Wednesday, April 05, 2006

Nicholas, Shipton, Schollum, Rickard and errant websites

Although a New Zealand blogger has deleted an unlawful post in relation to the Nicholas case, it is still available on an overseas website that has aggregated the post. Overseas sites cannot breach New Zealand suppression orders as such orders are limited to New Zealand media and web sites, even if the material was written in New Zealand, apparently.

Now, some people are saying that sites like Big News, which is hosted by Blogger, should be exempt from our suppression laws and be allowed to post contemptous material, because such sites are hosted in a country other than New Zealand.
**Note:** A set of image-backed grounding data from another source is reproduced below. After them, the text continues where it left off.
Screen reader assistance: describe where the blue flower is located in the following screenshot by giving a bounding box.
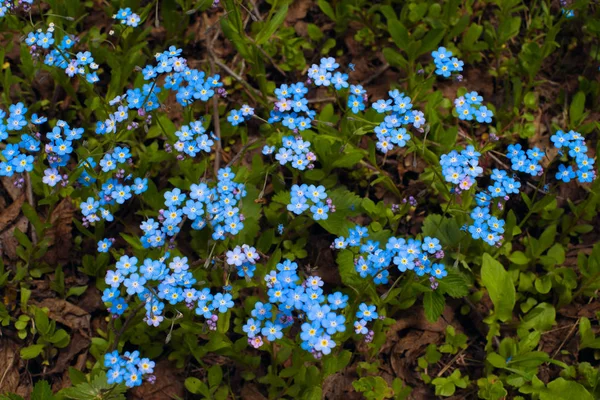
[356,303,378,321]
[123,273,147,295]
[97,238,112,253]
[422,237,441,254]
[354,320,368,335]
[431,263,447,278]
[373,99,393,113]
[556,164,575,183]
[310,202,329,220]
[314,334,336,355]
[243,318,261,338]
[261,321,283,341]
Rubbish. If an article, blog post or comment was written anywhere for a New Zealand publication, or for an audience intended to include people in New Zealand, my understanding that our suppression laws apply.

Those flyers headed "We Believe Louise Nicholas" distributed at the Wellington Railway Station and at Cuba Mall by Emma Willis and her mates go too far in breaching the court order suppressing certain evidence in the recent rape trial of the three men.
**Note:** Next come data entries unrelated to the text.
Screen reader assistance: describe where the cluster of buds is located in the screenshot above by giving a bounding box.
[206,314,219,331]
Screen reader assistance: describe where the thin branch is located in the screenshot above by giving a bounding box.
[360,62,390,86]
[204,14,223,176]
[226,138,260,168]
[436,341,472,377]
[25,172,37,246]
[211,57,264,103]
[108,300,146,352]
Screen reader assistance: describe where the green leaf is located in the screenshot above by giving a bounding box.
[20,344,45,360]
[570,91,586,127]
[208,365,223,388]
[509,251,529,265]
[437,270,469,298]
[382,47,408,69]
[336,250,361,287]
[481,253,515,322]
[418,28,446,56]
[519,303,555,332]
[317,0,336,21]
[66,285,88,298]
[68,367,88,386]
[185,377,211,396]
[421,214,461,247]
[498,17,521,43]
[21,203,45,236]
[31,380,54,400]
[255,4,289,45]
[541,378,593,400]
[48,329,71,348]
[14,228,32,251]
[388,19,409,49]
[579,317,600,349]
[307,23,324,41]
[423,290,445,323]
Some people are asking why previous convictions cannot be disclosed in a criminal trial.

I am now asking why a judgement on a certain court case has been posted on the Internet and linked widely in a flagrant and blatant contempt of court.

1 comment:

Aquasprite said...

A person on trial for any crime may bring People with "Good Character" references into the court - why should the prosecution not be allowed to present "Bad Character" references, such as previous and current convictions?
I bet that if the jury in the Louise Nicholas trial had known about these, they would have been a lot less likely to acquit.